Eicher, a gym teacher from Queensbury, New York, had come down with her friend, soccer coach Tina Russell.
“I took a bunch of students to watch The World Cup back in ’99 and 2003 when it was held in the US,” Eicher said. “I know I dreamed as a kid that there would be a WNBA, and now there is a Women’s World Cup. It’s awesome to watch.”
Russell traveled to the city from Ticonderoga, New York, in a five-hour trip that spanned a train and Uber. But the women, who had brought their teenage daughters, could not linger in Manhattan for long. Eicher had to get her daughter Alison back for soccer practice at 6:30 p.m.
Trevor Jacha grew up playing soccer. Now a father to a toddler named Amelia, he had gone to Paris last month to watch the women’s team beat Chile.
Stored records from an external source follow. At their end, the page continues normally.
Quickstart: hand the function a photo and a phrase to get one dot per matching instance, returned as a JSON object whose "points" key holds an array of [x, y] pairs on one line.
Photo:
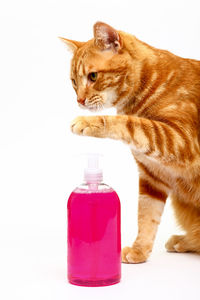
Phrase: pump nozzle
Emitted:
{"points": [[93, 174]]}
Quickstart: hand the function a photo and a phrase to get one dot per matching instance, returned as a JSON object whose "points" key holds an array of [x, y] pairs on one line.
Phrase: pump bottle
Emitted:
{"points": [[94, 235]]}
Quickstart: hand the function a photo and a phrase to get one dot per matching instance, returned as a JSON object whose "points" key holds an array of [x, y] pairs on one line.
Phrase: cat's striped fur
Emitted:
{"points": [[157, 98]]}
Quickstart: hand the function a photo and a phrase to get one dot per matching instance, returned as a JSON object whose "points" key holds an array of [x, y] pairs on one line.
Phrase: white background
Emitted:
{"points": [[39, 159]]}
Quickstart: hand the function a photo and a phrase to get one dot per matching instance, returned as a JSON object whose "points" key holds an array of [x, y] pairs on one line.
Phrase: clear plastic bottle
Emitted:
{"points": [[94, 231]]}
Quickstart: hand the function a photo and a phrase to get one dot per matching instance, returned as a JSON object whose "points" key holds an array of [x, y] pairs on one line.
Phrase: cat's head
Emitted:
{"points": [[99, 68]]}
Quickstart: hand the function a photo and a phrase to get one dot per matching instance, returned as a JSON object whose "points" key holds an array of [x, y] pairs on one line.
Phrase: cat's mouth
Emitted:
{"points": [[94, 104]]}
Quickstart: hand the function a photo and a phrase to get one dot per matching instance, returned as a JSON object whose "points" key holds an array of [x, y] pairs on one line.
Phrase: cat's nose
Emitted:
{"points": [[81, 100]]}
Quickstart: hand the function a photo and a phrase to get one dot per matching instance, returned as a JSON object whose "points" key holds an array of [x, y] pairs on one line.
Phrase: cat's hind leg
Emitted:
{"points": [[188, 216]]}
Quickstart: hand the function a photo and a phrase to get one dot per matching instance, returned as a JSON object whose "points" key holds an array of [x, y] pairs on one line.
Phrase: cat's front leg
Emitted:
{"points": [[89, 126], [152, 199]]}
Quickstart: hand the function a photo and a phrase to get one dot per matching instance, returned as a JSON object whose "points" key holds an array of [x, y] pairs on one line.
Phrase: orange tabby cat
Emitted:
{"points": [[157, 98]]}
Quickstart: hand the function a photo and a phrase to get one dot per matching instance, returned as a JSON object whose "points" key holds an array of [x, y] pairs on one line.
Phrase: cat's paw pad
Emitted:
{"points": [[79, 125], [134, 255], [89, 126], [176, 243]]}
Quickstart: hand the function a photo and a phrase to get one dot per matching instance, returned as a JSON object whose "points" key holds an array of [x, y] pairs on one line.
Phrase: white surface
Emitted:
{"points": [[39, 166]]}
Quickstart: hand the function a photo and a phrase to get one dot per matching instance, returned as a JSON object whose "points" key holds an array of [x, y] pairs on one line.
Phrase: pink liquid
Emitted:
{"points": [[94, 238]]}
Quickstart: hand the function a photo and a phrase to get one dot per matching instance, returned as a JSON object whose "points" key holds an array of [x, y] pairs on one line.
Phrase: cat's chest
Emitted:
{"points": [[152, 167]]}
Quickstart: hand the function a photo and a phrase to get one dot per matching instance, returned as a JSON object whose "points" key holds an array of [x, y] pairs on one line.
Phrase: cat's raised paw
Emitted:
{"points": [[89, 126], [133, 255]]}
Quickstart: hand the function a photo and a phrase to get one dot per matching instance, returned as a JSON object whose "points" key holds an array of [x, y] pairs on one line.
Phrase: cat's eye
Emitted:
{"points": [[92, 76]]}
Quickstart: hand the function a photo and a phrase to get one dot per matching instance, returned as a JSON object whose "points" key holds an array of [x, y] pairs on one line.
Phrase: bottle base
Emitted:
{"points": [[94, 283]]}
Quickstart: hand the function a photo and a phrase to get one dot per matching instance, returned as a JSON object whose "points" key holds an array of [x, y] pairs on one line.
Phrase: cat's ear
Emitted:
{"points": [[106, 37], [72, 45]]}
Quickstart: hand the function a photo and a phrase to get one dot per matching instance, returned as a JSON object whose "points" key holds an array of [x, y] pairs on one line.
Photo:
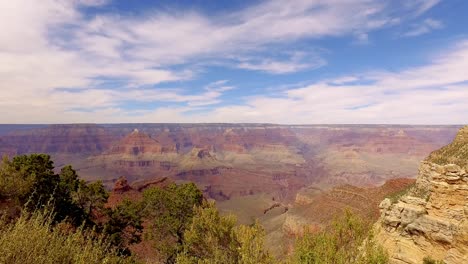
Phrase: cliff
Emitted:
{"points": [[431, 219]]}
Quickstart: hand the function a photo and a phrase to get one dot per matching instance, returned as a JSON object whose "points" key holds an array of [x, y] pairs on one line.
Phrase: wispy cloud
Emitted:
{"points": [[424, 27], [107, 59]]}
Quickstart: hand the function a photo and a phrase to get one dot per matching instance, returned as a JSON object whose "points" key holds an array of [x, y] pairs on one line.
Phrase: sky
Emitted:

Jacha did not want to miss their triumphant return.
“I want my daughter to see some amazing women that I hope she looks up to as positive role models in her life,” Jacha said, while standing feet away from the team’s starting lineup.
The women made time for autographs and photos before the route officially started. Their float was strangely parked directly across from a stark boxcar placed outside of the Museum of Jewish Heritage. That tidbit went unnoticed—or at least unmentioned—by the fawning crowds.
One of the many things Team USA excels at is choosing eyewear. For the parade, Rapinoe matched her lavender hair with crimson circle shades, Alex Morgan wore oversize Yoko Ono glasses, and Allie Long’s cat-eyes were attached to a delicate gold chain.
The players were more than happy to thrust up their trophy for all to see. At one point, Rapinoe teased the crowd, “You can touch it for $5.”
When New York Mayor and 2020 Democratic hopeful Bill de Blasio stopped to chat with Rapinoe, the two seemed to enjoy a genuine conversation. They were even able to politely ignore one man who shouted, “Megan for Mayor!” (“Megan for President” and “Megan for Secretary of Defense” were also thrown out there.)
Eventually the float began to move, and Team USA was off, slowly trekking the dozen or so blocks it would take for them to reach City Hall. A few cars behind them was a sightseeing bus filled with young girls wearing soccer jerseys.
“The future,” one woman smiled to her friend, before heading to the subway.